EVENTS

August 11, 1993

NAFTA MEETING ENDS WITHOUT AGREEMENT The United States, Mexico, and Canada wrapped up top-level talks on the North American Free Trade Agreement Aug. 9 after failing yet again to break a bitter impasse over trade sanctions. No more ministerial meetings were announced and the three trade teams left the closed-door talks in taciturn spirits. In last year's election campaign, candidate Bill Clinton endorsed NAFTA but insisted on extra safeguards to ward against import surges and protect workers' rights and the environment, including possible use of sanctions. Deputies will work further on the contentious side deals, which are now threatening the entire pact. German troop accord near

Germany's opposition Social Democrats (SPD) have begun to clear the way for a compromise with Chancellor Helmut Kohl that would let German troops join combat missions abroad for the first time since World War II.

SPD spokeswoman Cornelie Sonntag said on Aug. 10 the party had agreed German soldiers should be allowed to join a United Nations-run mission even if fighting was necessary to ensure its success. This marked a departure for the center-left SPD, which has tried to thwart Mr. Kohl's plans to expand Germany's military role to UN peacekeeping missions. Angolan rebels seize city

The Angolan rebel movement UNITA said on Aug. 10 it had seized part of the city of Quito, where the government claims rebel shelling has killed more than 200 civilians in the past few days. In the nearby rebel capital of Huambo, government air raids have killed more than 200 civilians over the past week, the radio reported.

UNITA signed a peace agreement with the government in 1991 to end the civil war, which had raged since independence from Portugal in 1975. But UNITA returned to the bush after rejecting its defeat by the government in UN-supervised elections last September. Typhoon slashes Japan

Typhoon Robyn, packing winds of up to 90 m.p.h. and dumping heavy rain, tore through southwestern Japan and skirted South Korea's coast on Aug. 10, police said. The typhoon touched off mudslides and floods in Japan, killing at least two people and injuring 37.

In South Korea, rains inundated farms and left hundreds homeless. Winds and rains unleashed landslides that killed three in rural areas near Ulsan, 192 miles southeast of Seoul, police said. One man was killed in high winds in the southern port city of Pusan. US productivity slides

The productivity of American workers fell at a 2.5 percent annual rate from April through June, the largest decline in more than four years, the government said on Aug. 10.
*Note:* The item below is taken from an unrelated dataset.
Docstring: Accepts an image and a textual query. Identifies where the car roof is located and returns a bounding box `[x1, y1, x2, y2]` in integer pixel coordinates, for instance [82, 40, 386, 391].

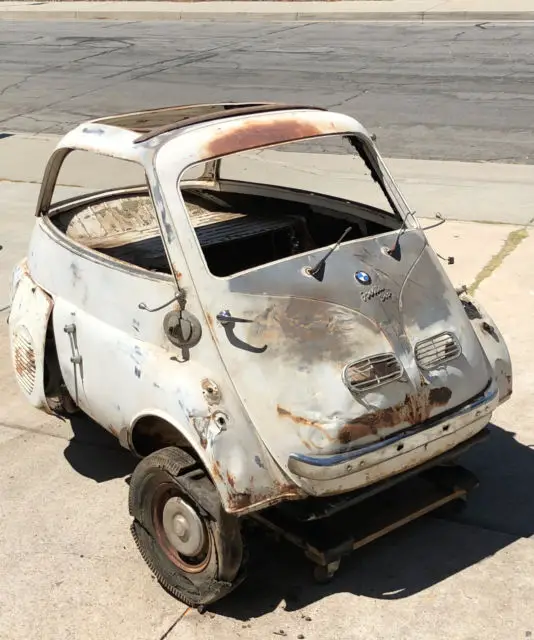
[91, 102, 327, 141]
[37, 103, 375, 217]
[52, 102, 369, 168]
Productivity helps boost living standards by containing inflationary pressures. Continued gains tend to keep labor costs down. Labor costs represent about two-thirds of the cost of a product. Saturn recalls cars

The US-based Saturn Corporation is recalling practically every car it has built to fix a wiring problem that has caused at least 34 engine fires. The recall involves 352,767 cars from model years 1991, 1992, and part of 1993. Saturn says it has fixed the problem in the cars built since April 15.

In a letter to Saturn owners, Saturn President Richard G. Lefauve said a short-circuit in the generator could cause a fire to break out without warning under the hood, with or without the engine running. The repairs could cost Saturn about $8 million. Bush war record questioned

Harper's Magazine said Aug. 9 that a World War II document indicated that former President Bush may have committed a war crime when he was a bomber pilot and that the US press declined to report the document's existence during the 1992 presidential campaign.

The document is a previously classified account of a bombing run in the South Pacific in which a Japanese trawler was sunk by US Navy planes, including a bomber piloted by Mr. Bush. After the trawler was sunk, the document says that the bombers then strafed lifeboats. A spokesman for Bush said the ex-president would have no comment on the report.